Hsuan-Heng Lu (Erlangen, DE), Jessica Faber (Erlangen, DE), Anahita Ahmadi Soufivand (Erlangen, DE), Emine Karakaya (Erlangen, DE), Dr. Rainer Detsch (Erlangen, DE), Prof. Dr. Aldo R. Boccaccini (Erlangen, DE)
Abstract text (incl. figure legends and references)
Introduction: Bioprinting is a widely applied approach to print cell-laden scaffolds for tissue engineering applications. Oxidized alginate-gelatin (ADA-GEL) is a promising hydrogel with good biocompatibility and printability [1]. Tunable properties of ADA-GEL can be achieved by varying the oxidation degree (OD) of ADA [2].
Objectives: The objective of this study is to gain a full understanding of the influence of different ODs on degradation behavior, complex mechanical properties, and cell development of ADA-GEL bioinks.
Materials and methods: ADA is synthesized through oxidation of sodium alginate using sodium metaperiodate. We study the dimension and weight changes of ADA-GEL samples with different ODs over time, their mechanical properties by multi-modal mechanical analyses [3], and in vitro C2C12 myoblasts behavior.
Results: The OD of ADA is determined to be 6%, 13%, 19%, and 25%. ADA with a lower OD is expected to have longer polymer chains and more G-blocks for post-crosslinking with divalent ions.

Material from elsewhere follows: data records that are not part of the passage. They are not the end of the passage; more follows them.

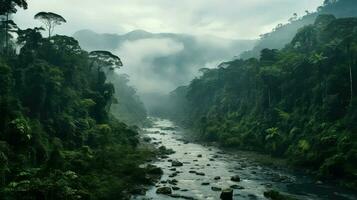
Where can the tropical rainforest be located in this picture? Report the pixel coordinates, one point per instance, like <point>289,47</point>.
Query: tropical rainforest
<point>74,126</point>
<point>58,139</point>
<point>298,102</point>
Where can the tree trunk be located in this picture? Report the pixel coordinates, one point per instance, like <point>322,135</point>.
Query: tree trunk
<point>269,96</point>
<point>351,83</point>
<point>6,33</point>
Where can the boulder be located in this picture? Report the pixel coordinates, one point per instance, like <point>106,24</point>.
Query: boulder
<point>176,163</point>
<point>216,189</point>
<point>200,173</point>
<point>164,190</point>
<point>235,178</point>
<point>227,194</point>
<point>237,187</point>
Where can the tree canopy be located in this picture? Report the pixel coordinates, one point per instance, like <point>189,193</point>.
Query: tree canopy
<point>50,20</point>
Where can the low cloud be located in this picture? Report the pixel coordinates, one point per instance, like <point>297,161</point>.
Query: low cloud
<point>139,56</point>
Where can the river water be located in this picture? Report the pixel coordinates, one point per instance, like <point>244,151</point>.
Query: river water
<point>202,165</point>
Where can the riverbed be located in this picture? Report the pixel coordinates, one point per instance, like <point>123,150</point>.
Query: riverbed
<point>206,170</point>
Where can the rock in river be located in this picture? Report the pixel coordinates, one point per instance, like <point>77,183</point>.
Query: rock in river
<point>235,178</point>
<point>216,188</point>
<point>164,190</point>
<point>227,194</point>
<point>176,163</point>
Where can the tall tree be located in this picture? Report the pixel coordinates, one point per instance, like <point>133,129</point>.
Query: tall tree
<point>8,7</point>
<point>50,20</point>
<point>104,59</point>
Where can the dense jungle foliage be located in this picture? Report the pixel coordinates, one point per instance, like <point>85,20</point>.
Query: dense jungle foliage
<point>128,106</point>
<point>282,34</point>
<point>299,102</point>
<point>57,138</point>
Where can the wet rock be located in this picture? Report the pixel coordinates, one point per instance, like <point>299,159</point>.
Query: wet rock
<point>154,170</point>
<point>227,194</point>
<point>200,174</point>
<point>168,128</point>
<point>164,190</point>
<point>138,191</point>
<point>165,151</point>
<point>172,175</point>
<point>268,185</point>
<point>216,188</point>
<point>147,139</point>
<point>175,188</point>
<point>177,196</point>
<point>172,182</point>
<point>275,195</point>
<point>237,187</point>
<point>281,178</point>
<point>235,178</point>
<point>176,163</point>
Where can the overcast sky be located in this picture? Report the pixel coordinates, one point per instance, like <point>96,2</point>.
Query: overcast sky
<point>243,19</point>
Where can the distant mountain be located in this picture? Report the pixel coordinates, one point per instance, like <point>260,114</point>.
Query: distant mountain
<point>157,63</point>
<point>165,60</point>
<point>283,34</point>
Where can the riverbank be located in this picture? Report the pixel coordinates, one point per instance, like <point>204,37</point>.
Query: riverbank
<point>194,171</point>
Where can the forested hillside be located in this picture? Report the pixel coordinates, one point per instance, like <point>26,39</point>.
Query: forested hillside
<point>299,102</point>
<point>283,34</point>
<point>127,107</point>
<point>57,138</point>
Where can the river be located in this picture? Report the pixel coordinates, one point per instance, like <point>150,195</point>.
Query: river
<point>206,167</point>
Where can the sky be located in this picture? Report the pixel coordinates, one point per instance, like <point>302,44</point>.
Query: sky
<point>231,19</point>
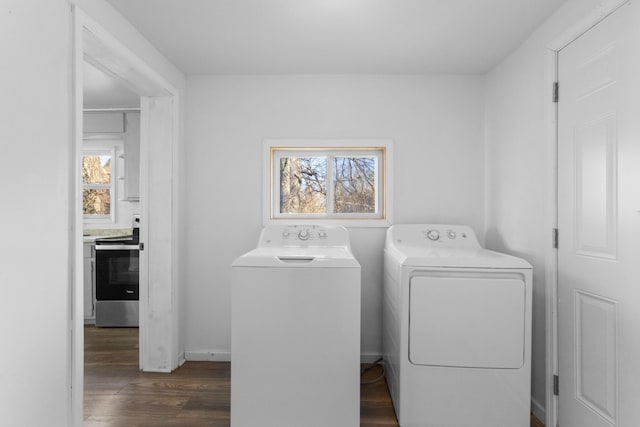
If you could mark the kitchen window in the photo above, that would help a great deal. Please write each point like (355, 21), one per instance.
(343, 181)
(98, 189)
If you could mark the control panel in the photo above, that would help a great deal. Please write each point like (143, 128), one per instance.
(434, 235)
(303, 235)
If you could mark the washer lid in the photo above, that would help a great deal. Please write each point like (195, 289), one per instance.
(463, 258)
(298, 257)
(444, 245)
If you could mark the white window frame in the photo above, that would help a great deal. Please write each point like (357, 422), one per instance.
(275, 149)
(101, 148)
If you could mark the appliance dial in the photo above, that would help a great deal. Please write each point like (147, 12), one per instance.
(433, 235)
(303, 234)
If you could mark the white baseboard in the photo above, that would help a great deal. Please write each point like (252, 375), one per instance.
(225, 356)
(207, 356)
(369, 357)
(538, 410)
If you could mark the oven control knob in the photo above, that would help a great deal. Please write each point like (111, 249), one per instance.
(433, 235)
(303, 234)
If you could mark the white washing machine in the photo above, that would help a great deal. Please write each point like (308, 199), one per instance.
(456, 329)
(295, 330)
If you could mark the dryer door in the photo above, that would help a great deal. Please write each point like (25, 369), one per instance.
(467, 320)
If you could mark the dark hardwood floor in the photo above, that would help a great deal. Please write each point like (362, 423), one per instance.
(195, 395)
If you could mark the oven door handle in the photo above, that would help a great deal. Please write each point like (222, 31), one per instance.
(116, 247)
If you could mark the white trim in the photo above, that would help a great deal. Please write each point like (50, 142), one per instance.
(225, 356)
(362, 220)
(208, 356)
(76, 324)
(370, 357)
(605, 9)
(538, 410)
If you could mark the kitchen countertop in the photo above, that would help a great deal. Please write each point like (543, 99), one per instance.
(90, 235)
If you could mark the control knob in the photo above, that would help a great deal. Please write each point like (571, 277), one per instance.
(433, 234)
(304, 234)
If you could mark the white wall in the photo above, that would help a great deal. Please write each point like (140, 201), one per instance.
(35, 191)
(518, 164)
(435, 121)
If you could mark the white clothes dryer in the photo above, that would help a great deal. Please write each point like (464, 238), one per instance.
(456, 329)
(295, 330)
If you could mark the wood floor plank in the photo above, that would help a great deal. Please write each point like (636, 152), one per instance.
(197, 394)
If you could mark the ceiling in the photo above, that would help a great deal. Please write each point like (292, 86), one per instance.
(335, 36)
(100, 90)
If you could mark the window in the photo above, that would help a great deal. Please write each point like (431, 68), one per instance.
(339, 181)
(97, 184)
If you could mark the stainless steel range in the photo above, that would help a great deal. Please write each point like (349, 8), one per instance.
(117, 279)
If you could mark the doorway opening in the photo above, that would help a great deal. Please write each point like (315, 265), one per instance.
(158, 134)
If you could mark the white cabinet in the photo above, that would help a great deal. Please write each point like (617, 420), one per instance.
(132, 157)
(89, 282)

A decrease in degradation, an increase in stiffness and a more pronounced hysteresis are observed for the ADA-GEL samples with OD from 25% to 6%. Our cell study showed varied viability and morphology of C2C12 cells in ADA-GEL with different ODs.

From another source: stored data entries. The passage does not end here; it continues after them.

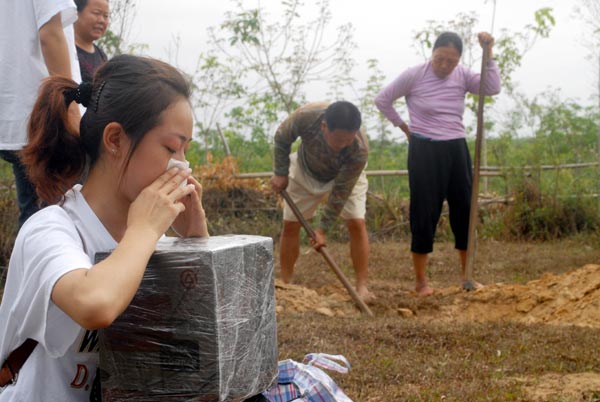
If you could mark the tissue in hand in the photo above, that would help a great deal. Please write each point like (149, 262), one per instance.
(181, 165)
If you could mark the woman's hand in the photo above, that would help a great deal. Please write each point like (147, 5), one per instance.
(157, 206)
(279, 183)
(192, 221)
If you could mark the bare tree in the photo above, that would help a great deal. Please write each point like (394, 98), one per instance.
(283, 55)
(589, 11)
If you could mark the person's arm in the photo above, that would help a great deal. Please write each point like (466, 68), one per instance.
(55, 48)
(95, 297)
(492, 78)
(343, 185)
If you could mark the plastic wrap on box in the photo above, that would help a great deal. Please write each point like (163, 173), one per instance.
(202, 326)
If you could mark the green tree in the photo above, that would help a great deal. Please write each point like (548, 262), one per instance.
(589, 11)
(115, 40)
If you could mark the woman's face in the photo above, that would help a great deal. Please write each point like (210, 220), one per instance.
(92, 21)
(444, 60)
(170, 139)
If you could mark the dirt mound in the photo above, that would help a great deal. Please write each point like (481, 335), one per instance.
(572, 298)
(330, 301)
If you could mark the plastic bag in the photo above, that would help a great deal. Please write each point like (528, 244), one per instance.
(307, 382)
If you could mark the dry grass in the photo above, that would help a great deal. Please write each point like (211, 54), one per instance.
(399, 359)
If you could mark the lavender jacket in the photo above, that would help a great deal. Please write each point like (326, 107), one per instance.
(435, 105)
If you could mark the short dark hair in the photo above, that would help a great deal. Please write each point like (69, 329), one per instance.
(449, 39)
(343, 115)
(81, 5)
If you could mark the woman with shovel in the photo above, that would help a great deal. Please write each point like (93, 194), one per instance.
(439, 164)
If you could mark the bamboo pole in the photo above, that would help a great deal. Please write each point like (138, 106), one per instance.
(469, 284)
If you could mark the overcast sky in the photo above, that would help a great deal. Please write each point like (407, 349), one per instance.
(384, 30)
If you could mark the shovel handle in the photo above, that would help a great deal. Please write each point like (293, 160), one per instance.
(338, 272)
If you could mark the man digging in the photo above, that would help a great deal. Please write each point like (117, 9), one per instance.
(330, 162)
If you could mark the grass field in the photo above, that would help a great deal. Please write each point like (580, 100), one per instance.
(421, 358)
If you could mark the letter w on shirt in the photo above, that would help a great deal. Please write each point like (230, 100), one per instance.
(89, 342)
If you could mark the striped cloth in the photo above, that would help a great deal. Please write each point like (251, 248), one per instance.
(306, 382)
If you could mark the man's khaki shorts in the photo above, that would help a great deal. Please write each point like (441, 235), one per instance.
(307, 193)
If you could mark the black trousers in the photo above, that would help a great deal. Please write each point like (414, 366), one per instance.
(438, 171)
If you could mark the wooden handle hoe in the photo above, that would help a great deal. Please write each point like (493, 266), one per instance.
(355, 297)
(469, 284)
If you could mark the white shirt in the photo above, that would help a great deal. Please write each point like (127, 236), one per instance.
(54, 241)
(22, 65)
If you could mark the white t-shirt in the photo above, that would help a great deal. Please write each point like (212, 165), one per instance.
(22, 65)
(54, 241)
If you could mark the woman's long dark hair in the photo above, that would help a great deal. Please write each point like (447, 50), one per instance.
(130, 90)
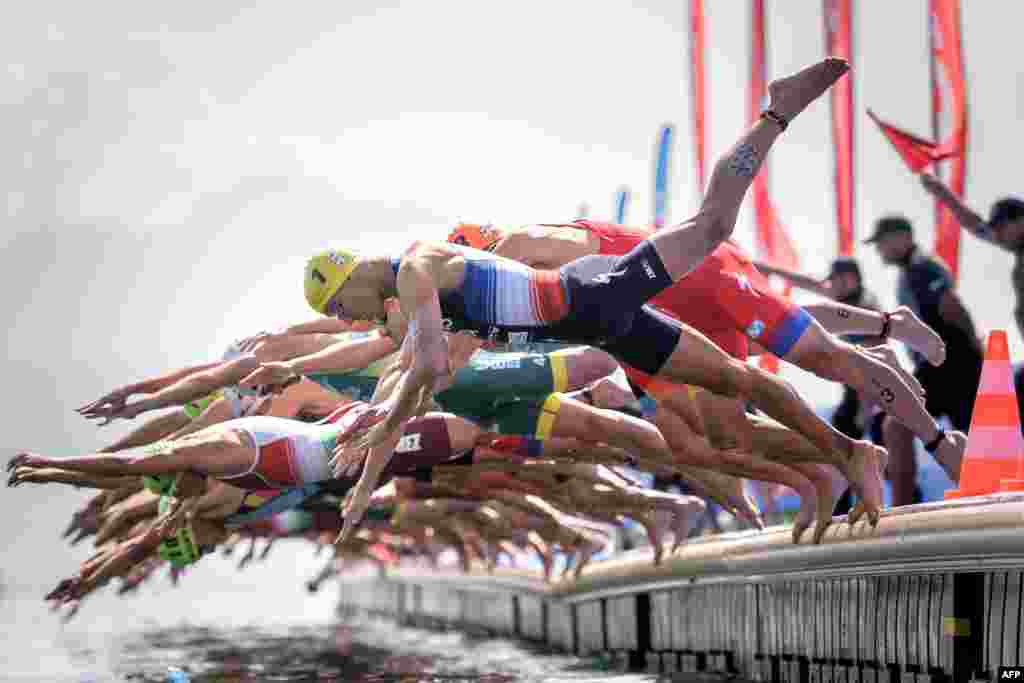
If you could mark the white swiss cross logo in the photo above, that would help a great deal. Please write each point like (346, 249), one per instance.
(408, 443)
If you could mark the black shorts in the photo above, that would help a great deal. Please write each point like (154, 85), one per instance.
(607, 296)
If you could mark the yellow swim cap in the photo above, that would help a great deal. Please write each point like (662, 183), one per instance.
(326, 272)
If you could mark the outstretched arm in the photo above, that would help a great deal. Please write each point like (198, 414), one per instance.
(340, 357)
(968, 219)
(424, 356)
(116, 399)
(152, 430)
(195, 386)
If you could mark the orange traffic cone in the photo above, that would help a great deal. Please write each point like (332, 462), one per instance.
(994, 457)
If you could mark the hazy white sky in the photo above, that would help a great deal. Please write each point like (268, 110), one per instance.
(168, 168)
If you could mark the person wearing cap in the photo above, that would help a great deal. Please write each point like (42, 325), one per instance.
(927, 287)
(599, 301)
(729, 301)
(1004, 228)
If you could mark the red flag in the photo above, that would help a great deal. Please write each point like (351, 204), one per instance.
(773, 241)
(915, 152)
(839, 42)
(697, 87)
(948, 75)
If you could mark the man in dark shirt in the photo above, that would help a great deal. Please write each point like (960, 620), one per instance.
(927, 287)
(1005, 228)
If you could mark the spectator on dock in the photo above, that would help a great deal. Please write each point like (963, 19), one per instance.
(927, 287)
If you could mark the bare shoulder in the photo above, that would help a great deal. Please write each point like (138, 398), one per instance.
(443, 262)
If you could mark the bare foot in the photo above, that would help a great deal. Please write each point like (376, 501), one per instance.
(24, 460)
(907, 328)
(793, 94)
(887, 354)
(950, 454)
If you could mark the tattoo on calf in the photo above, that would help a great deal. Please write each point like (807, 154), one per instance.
(744, 161)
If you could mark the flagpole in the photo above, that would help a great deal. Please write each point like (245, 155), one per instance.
(936, 104)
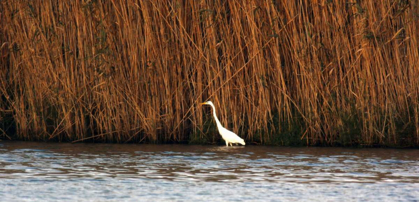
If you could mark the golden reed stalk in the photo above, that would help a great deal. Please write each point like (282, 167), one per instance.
(279, 72)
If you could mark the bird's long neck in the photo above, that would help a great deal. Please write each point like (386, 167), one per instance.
(215, 117)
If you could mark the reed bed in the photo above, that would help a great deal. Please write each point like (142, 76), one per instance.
(279, 72)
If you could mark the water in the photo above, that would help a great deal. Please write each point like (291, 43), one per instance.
(110, 172)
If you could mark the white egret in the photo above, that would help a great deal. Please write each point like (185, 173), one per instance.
(228, 136)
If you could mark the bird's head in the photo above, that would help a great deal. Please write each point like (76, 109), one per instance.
(207, 103)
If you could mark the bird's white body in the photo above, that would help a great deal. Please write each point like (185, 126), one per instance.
(228, 136)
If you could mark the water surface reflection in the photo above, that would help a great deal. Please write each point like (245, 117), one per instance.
(51, 171)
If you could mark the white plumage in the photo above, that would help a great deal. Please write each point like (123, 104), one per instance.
(228, 136)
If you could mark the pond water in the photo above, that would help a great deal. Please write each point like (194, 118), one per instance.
(128, 172)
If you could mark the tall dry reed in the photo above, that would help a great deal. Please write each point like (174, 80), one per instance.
(279, 72)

Conclusion: Controlled oxidation of ADA can be reached by adjusting the amount of oxidizing agent, and ADA-GEL with tailored ODs show distinctive properties. The versatility of ODs allows its adaptation to required degradation behavior, mechanical properties, and cell behavior. Our study therefore serves as a valuable basis for further research in the field of Biofabrication with ADA-GEL as bioink of choice.
Acknowledgement: The authors acknowledge the German Research Foundation (DFG); Collaborative Research Center SFB/TRR225 (projects B03, B06, B09) for financial support.
References: [1] Saker et al., J. Mater. Chem. B, 2014.
[2] Karakaya et al., Biomacromolecules, 2023.
[3] Faber et al., Curr Protoc, 2(4):e381, 2022.